El jefe de Anticorrupción considera perfectamente acreditados los pagos a exministro y exasesor. "El hecho de que Koldo satisfaga gastos por cuenta de su jefe evidencia que ese dinero que maneja lo hace en nombre de Ábalos", ha lanzado Luzón, quien también ha dejado un recado a las entidades financieras al deslizar que los directores de las mismas deberían haberse preguntado de dónde salían esas "ingentes cantidades de dinero en efectivo" que se ingresaba en las cuentas. Por todo ello, ha completado, "llama la atención" que todavía se siga "escuchando" la pregunta de dónde está el dinero.

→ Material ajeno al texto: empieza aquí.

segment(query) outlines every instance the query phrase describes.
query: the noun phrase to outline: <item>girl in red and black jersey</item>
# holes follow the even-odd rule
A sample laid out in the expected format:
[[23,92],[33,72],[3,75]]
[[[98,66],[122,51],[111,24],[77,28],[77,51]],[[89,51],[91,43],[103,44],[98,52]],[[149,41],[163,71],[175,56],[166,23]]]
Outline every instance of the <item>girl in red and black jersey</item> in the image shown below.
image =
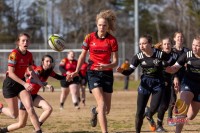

El fiscal ha dedicado parte de su intervención a resaltar la importancia que tiene la colaboración de imputados en este tipo de procedimientos. "La incentivación de la colaboración de personas que han tomado parte en el delito mediante la rebaja sustancial de la pena es una cada vez mayor necesidad de política criminal para conseguir la obtención de una prueba de unos delitos que de otra forma difícilmente podría haberse alcanzado", ha señalado Luzón, quien ha insistido que para combatir "las organizaciones criminales" y la "corrupción" se debe "compensar" a quien salga "de ese entorno criminal". "De otro modo, la ley del silencio, ya bastante extendida, se impondrá en cualquier investigación", ha completado.